MHP ile DEM Parti'nin bayramlaşma sırasında geçen "demli çay" diyaloguna ilişkin soruya ise Dervişoğlu, "Değerlendirmeye değer bulmuyorum. Yani kusura bakmayın. Kim ne içiyorsa içsin. Ben biliyorum onları neyle demlendiklerini," şeklinde yanıt verdi.

DERVİŞOĞLU'NDAN ÖZDAĞ VE SUKAS AÇIKLAMASI

Dervişoğlu, açıklamasının devamında Ümit Özdağ ve Ali Sukas hakkında da konuştu. "Geçen bayramda da biliyorsunuz buradaydım. Yine Silivri’de bir kısım tutukluları ziyaret ettim. Bu kapsamda Sayın Ekrem İmamoğlu’nu, Sayın Ümit Özdağ’ı, gençlik yıllarından arkadaşım Sayın Ali Sukas’ı ziyaret ederek kendileriyle uzun sayılabilecek bir zaman diliminde görüş alışverişinde bulunduk," dedi.

Dervişoğlu, Ümit Özdağ'ın 11 Haziran'daki duruşmasıyla ilgili, "Dilerim ve umarım ki o gün kendisi için özgürlüğüne kavuşacağı gün olur. Kendisi de, şahsım da bu yönde bir beklenti içerisindeyiz. Tahliye olduktan sonra da Sayın Özdağ’la inşallah yeniden Türkiye’nin meseleleriyle ilgili görüşebilme imkânı bulacağız," ifadelerini kullandı.

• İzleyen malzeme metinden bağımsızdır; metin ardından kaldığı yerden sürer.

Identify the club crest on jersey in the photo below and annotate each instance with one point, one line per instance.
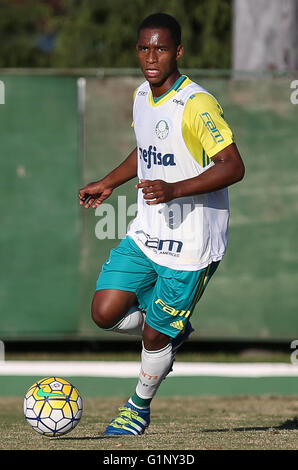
(162, 129)
(153, 157)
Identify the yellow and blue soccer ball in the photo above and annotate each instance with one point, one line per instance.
(53, 406)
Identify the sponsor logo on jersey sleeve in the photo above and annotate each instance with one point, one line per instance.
(211, 126)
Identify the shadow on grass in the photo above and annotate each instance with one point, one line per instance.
(289, 424)
(89, 438)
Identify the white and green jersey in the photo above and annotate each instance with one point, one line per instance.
(177, 136)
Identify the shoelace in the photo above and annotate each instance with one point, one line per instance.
(126, 414)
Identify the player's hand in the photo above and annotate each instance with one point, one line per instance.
(156, 191)
(93, 194)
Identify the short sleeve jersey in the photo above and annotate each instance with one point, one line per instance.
(177, 136)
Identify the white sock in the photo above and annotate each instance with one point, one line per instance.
(132, 323)
(154, 367)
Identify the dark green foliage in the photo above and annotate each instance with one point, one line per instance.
(93, 33)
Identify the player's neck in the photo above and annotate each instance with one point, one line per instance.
(159, 90)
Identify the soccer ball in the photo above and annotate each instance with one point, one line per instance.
(53, 406)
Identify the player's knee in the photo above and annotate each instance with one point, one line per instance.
(101, 315)
(154, 340)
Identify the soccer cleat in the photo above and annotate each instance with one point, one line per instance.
(177, 342)
(130, 421)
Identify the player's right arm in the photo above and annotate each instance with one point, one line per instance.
(93, 194)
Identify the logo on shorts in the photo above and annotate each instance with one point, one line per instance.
(173, 311)
(162, 129)
(177, 324)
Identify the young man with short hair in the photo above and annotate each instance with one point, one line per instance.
(185, 159)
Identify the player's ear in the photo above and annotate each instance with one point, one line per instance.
(179, 52)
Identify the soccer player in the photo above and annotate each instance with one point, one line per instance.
(185, 158)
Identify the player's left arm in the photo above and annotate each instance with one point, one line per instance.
(205, 122)
(228, 169)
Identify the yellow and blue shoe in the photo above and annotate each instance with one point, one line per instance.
(130, 421)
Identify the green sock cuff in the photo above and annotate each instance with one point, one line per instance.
(141, 402)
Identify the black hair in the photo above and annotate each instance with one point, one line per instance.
(165, 21)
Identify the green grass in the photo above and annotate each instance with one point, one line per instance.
(191, 423)
(249, 355)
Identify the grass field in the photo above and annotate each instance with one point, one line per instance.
(191, 423)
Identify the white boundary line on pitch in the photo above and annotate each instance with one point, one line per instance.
(131, 369)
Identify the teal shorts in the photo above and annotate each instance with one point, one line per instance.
(167, 295)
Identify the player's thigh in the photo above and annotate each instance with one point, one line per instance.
(125, 278)
(110, 305)
(174, 298)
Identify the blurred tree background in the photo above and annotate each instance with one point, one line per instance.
(97, 33)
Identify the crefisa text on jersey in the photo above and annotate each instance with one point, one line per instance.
(150, 459)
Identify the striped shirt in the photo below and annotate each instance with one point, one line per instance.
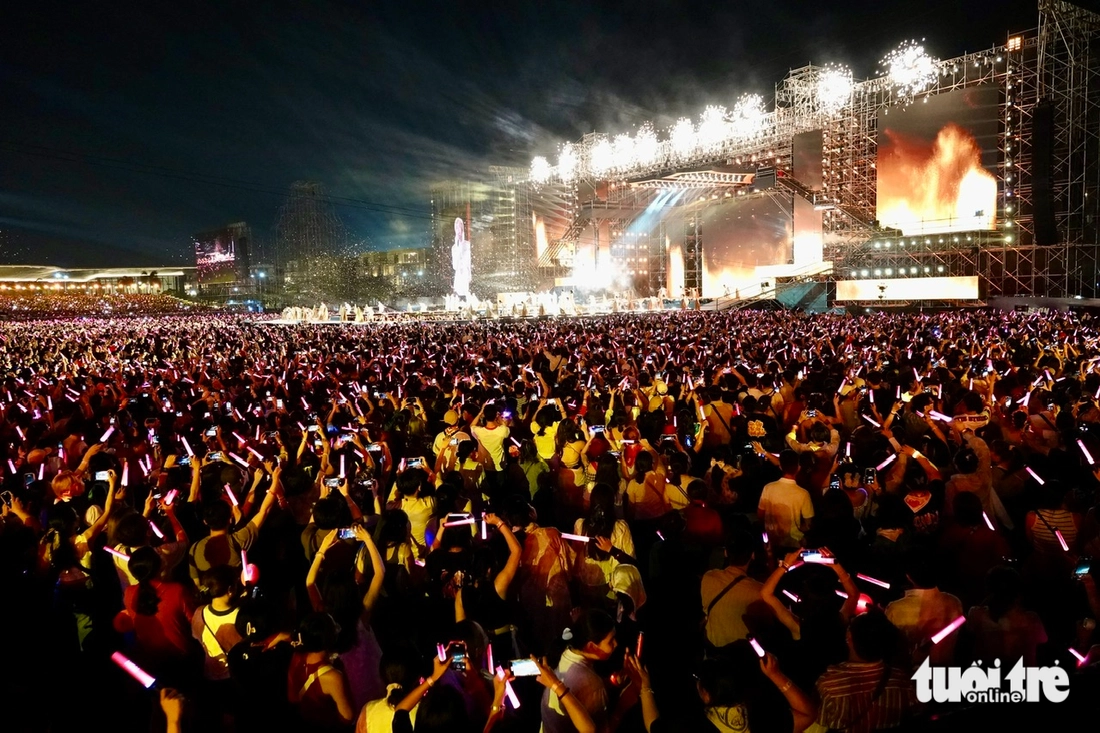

HÜKÜMETE ÇAĞRI: BU ZULMÜ DURDURSUNLAR

Dervişoğlu, "Bu ülkeyi yönetenlere buradan sesleniyorum: Bu zulmü durdursunlar. Yapılması gereken budur. İnsanlarla ilgili soruşturmalar, kovuşturmalar, yargılamalar dediğim gibi… Kimsenin bir şeyden kaçtığı yok. Ama dışarıdan bakıldığında bir zulüm söz konusuysa, bunun engellenmesi lazım," şeklinde konuştu.

Cezaevi sevkleri ve özellikle kadın tutuklularla ilgili duruma dikkat çeken Dervişoğlu, "Bunlarla alakalı olarak zaman kaybetmeden tedbir alınması gerekiyor. Bir de biliyorsunuz bu süreç, o özel savcının İstanbul’a atanmasıyla başladı. Hâlâ sözlerimin başında ifade ettim: Ortada bir iddianame yok. Gizli tanıkların beyanları üzerinden birtakım işlemler yapılıyor. Bir kısım tutukluların itirafçı olmaya zorlandıklarına dair duyumlar alıyoruz, emareler gözlemliyoruz. Bu da çok kabul edilebilir değil," dedi.